January 29, 2014 at 9:11 am
If I want to populate a ReasonForChange column in a dimension table for Type 2 changes, is it best practice to populate that column in the new row (the one with an EndDate of 9999-12-31 and IsCurrent = 'Y') or the old row (with EndDate = the date the attribute changed and IsCurrent = 'N')?
Or both perhaps?
I'm fine with writing the code to identify the ReasonForChange, just not sure where to write the value.
Thanks
Lempster
February 26, 2014 at 1:03 pm
I'm by no means an expert of any kind on data warehousing so take this as my opinion.
I would put it in the expired record since the change is the reason why the record expired. The current record has no reason for change since it hasn't changed.
February 26, 2014 at 1:32 pm
It depends.....mostly on the level of tracking data that you want to keep. If you are storing something minor, then it is probably not an issue to keep it in the table. Just make sure you document and stay consistent on which record has the change info. Normally, I would put it in the new record and try not to touch the old record.
We have systems where they want to search for which column changed, so we have a second table to store the changed data in column/value format. It may seem redundant, but it makes the searches run fast.

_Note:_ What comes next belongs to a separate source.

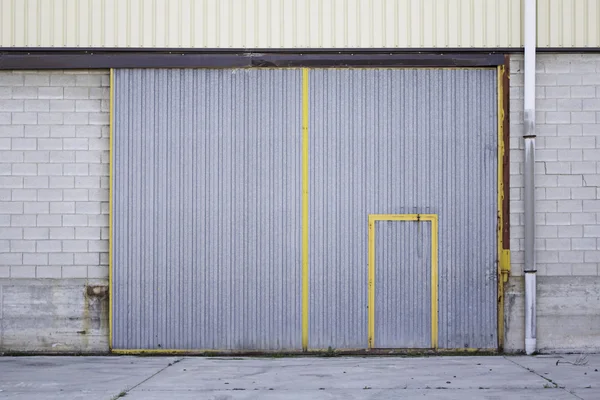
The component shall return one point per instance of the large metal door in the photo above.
(206, 209)
(403, 141)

I have seen approaches where the keep the change data in XML format. Any design that would use blob data should use a separate table.
February 26, 2014 at 9:33 pm
Lempster (1/29/2014)
If I want to populate a ReasonForChange column in a dimension table for Type 2 changes, is it best practice to populate that column in the new row (the one with an EndDate of 9999-12-31 and IsCurrent = 'Y') or the old row (with EndDate = the date the attribute changed and IsCurrent = 'N')?Or both perhaps?
I'm fine with writing the code to identify the ReasonForChange, just not sure where to write the value.
Thanks
Lempster
You don't need the pain of maintaining an "IsCurrent" column for Type 2 SCDs. If you have both a start and end date per TYPE 2 SCDs, the dates are good enough to tell you what is current especially since you were smart enough to NOT use a NULL end date. I'll also recommend that you don't actually use 9999-12-31 as an end date. Instead, use 9999-12-30 or even just '9999' (which will auto-magically convert to 9999-01-01) so you have at least 1 day of "headroom" for certain range calculations.
--Jeff Moden
Change is inevitable... Change for the better is not.
February 27, 2014 at 2:14 am
Thanks for the replies folks. As JustMarie and EricEyster made opposing arguments, I guess the most important point is to be consistent!
Jeff, I don't see it as much of a pain to maintain a IsCurrent flag; I agree that it could be seen as superfluous, but I'm just following Kimball best practice which states:
...the current-flag provides a rapid way to isolate exactly the set of dimension members that is in effect at the moment of the query.
So it's for ease of querying more than anything else. Thanls for the tip about the EndDate value though - I think I can afford to lose most of the year 9999 :-). (Although thinking in that vein lead to the Y2K problem didn't it? ;-))
February 27, 2014 at 5:41 am
Lempster (2/27/2014)
Thanks for the replies folks. As JustMarie and EricEyster made opposing arguments, I guess the most important point is to be consistent!Jeff, I don't see it as much of a pain to maintain a IsCurrent flag; I agree that it could be seen as superfluous, but I'm just following Kimball best practice which states:
...the current-flag provides a rapid way to isolate exactly the set of dimension members that is in effect at the moment of the query.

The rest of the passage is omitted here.